17.6 : Pinçamento de Vesículas Revestidas

Vesicle budding is orchestrated by distinct cytosolic proteins such as adaptor proteins, coat proteins, and GTPases. To initiate vesicle budding, membrane-bending proteins containing crescent-shaped BAR domains bind to the lipid heads in the bilayer and distort the membrane to form a protein-coated vesicle bud. Adaptors proteins such as AP2 for clathrin-coated vesicles can nucleate on the deformed membrane. Finally, coat proteins such as clathrin or COPI and COPII assemble into a coat forming the coated vesicle.

COP-coated vesicles bud off their organelle membrane with the help of several small GTPases such as SEC, SAR, and ARF proteins. On the other hand, Clathrin-coated vesicles require additional proteins, the most important of which is Dynamin. Dynamin is a GTPase of about 100-kDa that assembles as helical spirals at the necks of vesicle buds. It undergoes a GTP hydrolysis-driven conformational change that results in a twisting motion, which detaches the clathrin-coated vesicle from the membrane.

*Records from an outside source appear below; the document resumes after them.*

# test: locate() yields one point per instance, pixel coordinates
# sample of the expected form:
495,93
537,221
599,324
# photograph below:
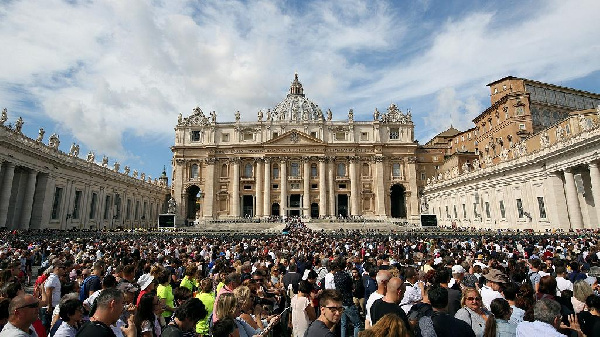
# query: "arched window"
248,170
224,172
194,171
341,170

Once a vesicle buds, it immediately sheds its coat. The energy required for uncoating the clathrin coat is derived through ATP hydrolysis by Hsp70 chaperone protein, an ATPase activated by a co-chaperone named auxin. Auxilin binds Hsp70 and guides it to appropriate locations on the clathrin lattice to stimulate ATP hydrolysis. Auxilin binding creates a detectable distortion in the clathrin coat. It simultaneously contacts another clathrin at its terminal domain, recruiting more Hsc70 to the neighborhood, thus uncoating the entire vesicle. Tight control of vesicular coat formation and shedding facilitates the timing of vesicle budding and fusion with the target membrane.